Bowen wants a guaranteed contract, not a proclamation. It’s tough to win a bid to supply U.S. hospitals through their group purchase agreements that seek the cheapest price when your competitor pays low wages, ignores environmental concerns and is subsidized by a Communist government.

Last month, he got another proclamation but no contract to go with it. U.S. Sen. Marco Rubio, R-Florida, named Prestige Ameritech the “Senate Small Business of the Week.” The citation notes that the company “has ramped up their daily production to 600,000 masks.”
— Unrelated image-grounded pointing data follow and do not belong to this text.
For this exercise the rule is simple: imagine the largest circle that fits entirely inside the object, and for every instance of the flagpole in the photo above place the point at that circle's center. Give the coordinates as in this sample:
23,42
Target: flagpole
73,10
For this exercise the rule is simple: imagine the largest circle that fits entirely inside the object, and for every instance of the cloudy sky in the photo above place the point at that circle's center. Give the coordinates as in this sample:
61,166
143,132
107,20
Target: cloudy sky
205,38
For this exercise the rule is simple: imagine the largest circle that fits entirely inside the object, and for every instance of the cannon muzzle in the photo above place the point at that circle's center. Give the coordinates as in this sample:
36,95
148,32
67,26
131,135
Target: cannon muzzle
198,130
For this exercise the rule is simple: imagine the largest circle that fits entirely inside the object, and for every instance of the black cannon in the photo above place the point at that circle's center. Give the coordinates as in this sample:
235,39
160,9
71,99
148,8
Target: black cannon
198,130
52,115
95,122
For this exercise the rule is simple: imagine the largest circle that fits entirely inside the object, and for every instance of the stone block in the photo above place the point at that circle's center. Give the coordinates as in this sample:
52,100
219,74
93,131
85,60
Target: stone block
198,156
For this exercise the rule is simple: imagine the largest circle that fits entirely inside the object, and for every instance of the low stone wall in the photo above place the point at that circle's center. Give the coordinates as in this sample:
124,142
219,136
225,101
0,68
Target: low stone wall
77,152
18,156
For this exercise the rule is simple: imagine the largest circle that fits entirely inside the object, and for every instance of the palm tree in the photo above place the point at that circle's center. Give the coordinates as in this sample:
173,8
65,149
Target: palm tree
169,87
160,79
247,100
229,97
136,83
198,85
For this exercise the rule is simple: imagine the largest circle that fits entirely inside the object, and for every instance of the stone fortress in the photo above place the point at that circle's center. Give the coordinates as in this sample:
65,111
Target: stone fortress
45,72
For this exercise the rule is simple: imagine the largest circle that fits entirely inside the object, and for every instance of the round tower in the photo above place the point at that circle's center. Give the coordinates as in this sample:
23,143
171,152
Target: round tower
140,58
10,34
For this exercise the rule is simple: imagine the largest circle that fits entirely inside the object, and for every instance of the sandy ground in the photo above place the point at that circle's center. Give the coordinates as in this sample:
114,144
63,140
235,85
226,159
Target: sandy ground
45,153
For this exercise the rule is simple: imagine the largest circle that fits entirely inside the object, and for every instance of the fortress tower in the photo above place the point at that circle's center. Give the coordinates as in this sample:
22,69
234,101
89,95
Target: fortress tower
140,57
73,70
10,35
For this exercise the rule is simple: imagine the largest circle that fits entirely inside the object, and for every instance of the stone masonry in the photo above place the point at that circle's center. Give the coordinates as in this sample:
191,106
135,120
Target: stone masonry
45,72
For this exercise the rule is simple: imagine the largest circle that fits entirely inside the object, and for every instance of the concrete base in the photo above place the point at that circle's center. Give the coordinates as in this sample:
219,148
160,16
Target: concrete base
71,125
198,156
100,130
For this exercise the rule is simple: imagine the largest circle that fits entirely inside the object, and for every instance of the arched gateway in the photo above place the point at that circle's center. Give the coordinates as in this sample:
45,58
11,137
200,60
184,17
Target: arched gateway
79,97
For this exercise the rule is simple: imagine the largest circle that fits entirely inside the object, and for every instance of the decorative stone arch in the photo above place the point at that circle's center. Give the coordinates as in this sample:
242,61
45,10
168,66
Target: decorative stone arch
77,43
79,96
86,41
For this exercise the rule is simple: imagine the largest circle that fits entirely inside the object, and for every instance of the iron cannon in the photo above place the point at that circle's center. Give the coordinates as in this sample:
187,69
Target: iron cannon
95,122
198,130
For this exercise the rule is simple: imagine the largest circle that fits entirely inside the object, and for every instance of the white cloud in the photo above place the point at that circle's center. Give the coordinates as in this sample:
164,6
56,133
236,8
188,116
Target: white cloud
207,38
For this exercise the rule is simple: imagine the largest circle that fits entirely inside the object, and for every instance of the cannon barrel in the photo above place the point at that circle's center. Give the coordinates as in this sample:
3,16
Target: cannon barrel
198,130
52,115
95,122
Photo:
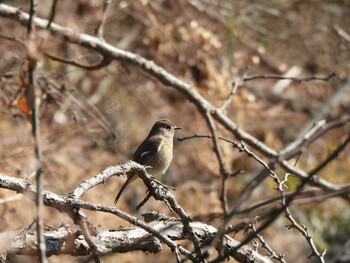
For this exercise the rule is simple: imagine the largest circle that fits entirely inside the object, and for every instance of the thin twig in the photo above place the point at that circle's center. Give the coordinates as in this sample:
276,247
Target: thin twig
235,86
299,80
102,22
105,61
52,13
33,100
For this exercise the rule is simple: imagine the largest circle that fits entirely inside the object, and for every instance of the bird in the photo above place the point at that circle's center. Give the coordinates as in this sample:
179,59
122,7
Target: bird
155,152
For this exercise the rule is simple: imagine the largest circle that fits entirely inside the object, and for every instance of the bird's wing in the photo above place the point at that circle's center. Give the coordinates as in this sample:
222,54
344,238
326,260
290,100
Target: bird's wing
147,149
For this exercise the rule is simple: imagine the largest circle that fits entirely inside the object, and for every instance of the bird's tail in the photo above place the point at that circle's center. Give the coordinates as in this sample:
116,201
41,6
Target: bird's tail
130,179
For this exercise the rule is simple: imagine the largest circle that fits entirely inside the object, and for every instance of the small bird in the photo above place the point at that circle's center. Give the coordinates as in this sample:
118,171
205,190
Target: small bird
155,151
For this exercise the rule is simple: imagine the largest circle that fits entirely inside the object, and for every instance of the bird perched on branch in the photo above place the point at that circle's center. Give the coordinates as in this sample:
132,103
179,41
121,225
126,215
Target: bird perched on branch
156,151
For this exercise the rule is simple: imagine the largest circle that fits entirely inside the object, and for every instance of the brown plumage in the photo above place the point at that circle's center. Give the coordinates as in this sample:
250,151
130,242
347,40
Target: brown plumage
155,151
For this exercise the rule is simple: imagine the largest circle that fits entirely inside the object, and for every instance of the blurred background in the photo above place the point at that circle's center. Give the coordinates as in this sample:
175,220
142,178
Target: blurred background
92,119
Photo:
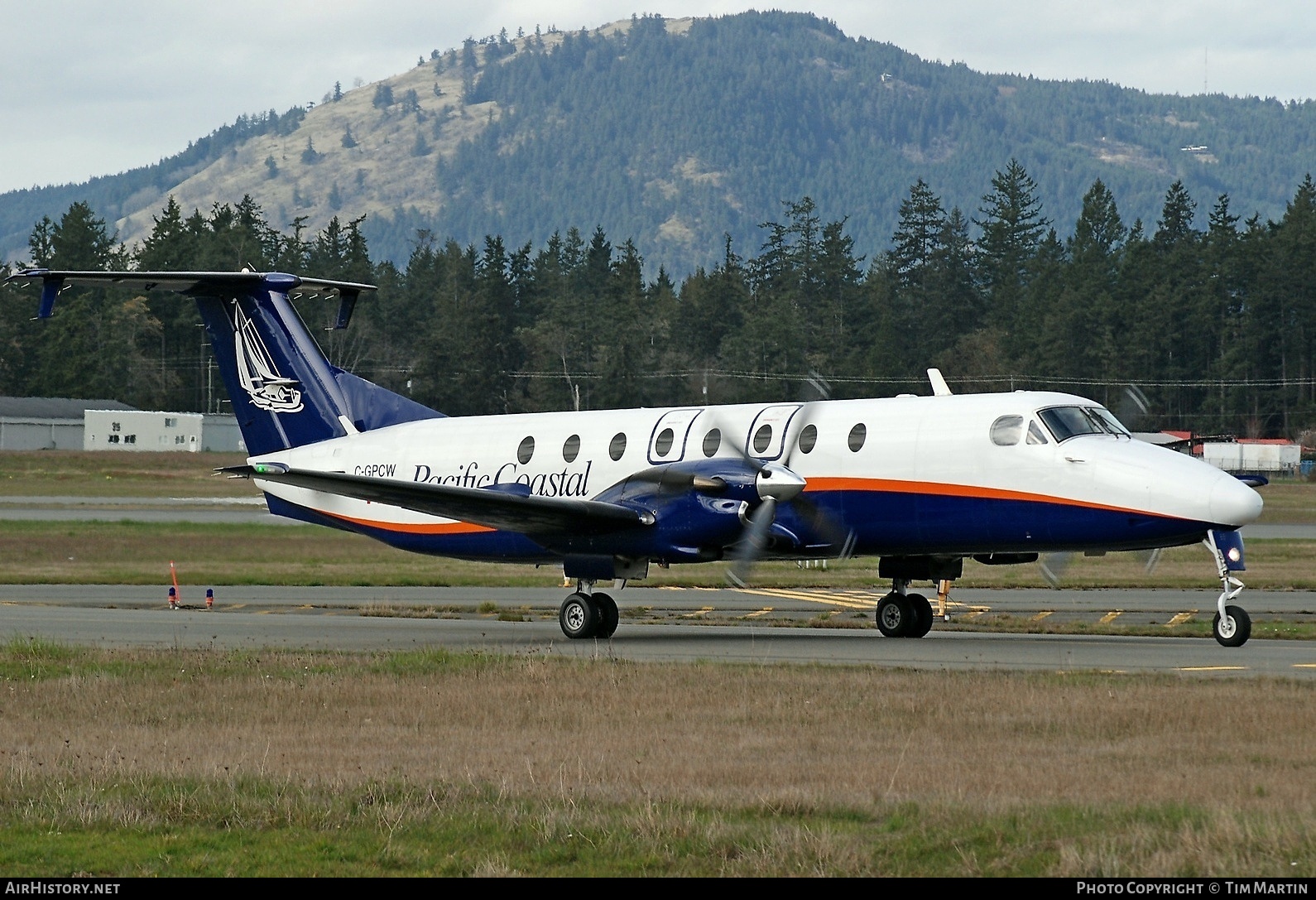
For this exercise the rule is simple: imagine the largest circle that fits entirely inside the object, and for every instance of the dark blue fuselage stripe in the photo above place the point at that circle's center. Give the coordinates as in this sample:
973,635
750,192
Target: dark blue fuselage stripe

The company could do so much more.

The best intentions

The company is in a building originally used by Kimberly-Clark to make medical masks. But that company moved its operations to Mexico. When Prestige Ameritech opened in 2005, it was touted as a great day for the made-in-America movement.

By 2009, the company had grown strong enough to meet the demand caused by the H1N1 swine flu outbreak. Hospitals promised to stick with him afterward, but they broke their promise. The allure of cheaper Chinese masks was too great for hospital purchasing groups to ignore.

In 2010, the company celebrated a grand “reopening” when it renamed its factory the Global Pandemic Preparedness and Response Center. The event was attended by then-Gov. Rick Perry, who said, “It’s good news for America as America becomes competitive back in this arena again.”

But the news wasn’t so good. The next year, Bowen and company president Dan Reese had to lay off 150 workers. Bowen told Wired magazine, “150 people that saved a lot of hospitals from closing their doors were rewarded by losing their jobs. And that’s not going to happen again.”

The company nearly went bankrupt. In 2012 the company took out a million-dollar loan.

Mayor Trevino recalls escorting Bowen around the Texas Capitol in Austin as Bowen made his case with state lawmakers for more government support.

“He was begging them to understand that we shouldn’t have all our masks made in China. He wanted a federal government contract that would keep him in steady business,” the mayor said, adding that Bowen wanted to help build a future stockpile for a pandemic that Bowen predicted would happen.

Trevino recalls Bowen saying, “If y’all don’t care about me in good times when everybody’s OK, how am I going to be there when you need me?”

The city wrote letters on his behalf to federal lawmakers, Trevino said.

“Everything he was saying fell on deaf ears,” the mayor said.

Or as Bowen asked in a 2017 Dallas Morning News interview, “If the government doesn’t even buy American, who will?”

In that same interview, Bowen showed stacks of dismantled office cubicles.

“Every one of those represents somebody who used to have a job,” he said, adding that he nicknamed an empty, unlit corridor in his factory the “hall of death.”

He’s tired of being “the backup guy,” he said. “Create American jobs. Buy American. … It’s hot air.”

Ramping up

That’s why if you drive by America’s No. 1 mask maker on a night or weekend, the parking lot is ghostly. But the lot isn’t completely empty. There’s a North Richland Hills police car parked outside near a police observation tower. The mayor said the business has received threats.

Bowen told CBSDFW.com that he could only make about 1 million masks a day if he ran his machines 24/7. He said that would have little impact on global demand.

He told Bannon he is ramping up, but it takes weeks to build new machines and train employees. His company’s street sign announces it is hiring.

The company is not selling to the general public or to non-American buyers. Now, it’s only selling to U.S. hospitals. But Bowen asks hospitals to sign contracts. Who can blame him?

Or as the mayor puts it, “He’ll gear back up, and he’ll produce, and they’ll probably do it to him again.”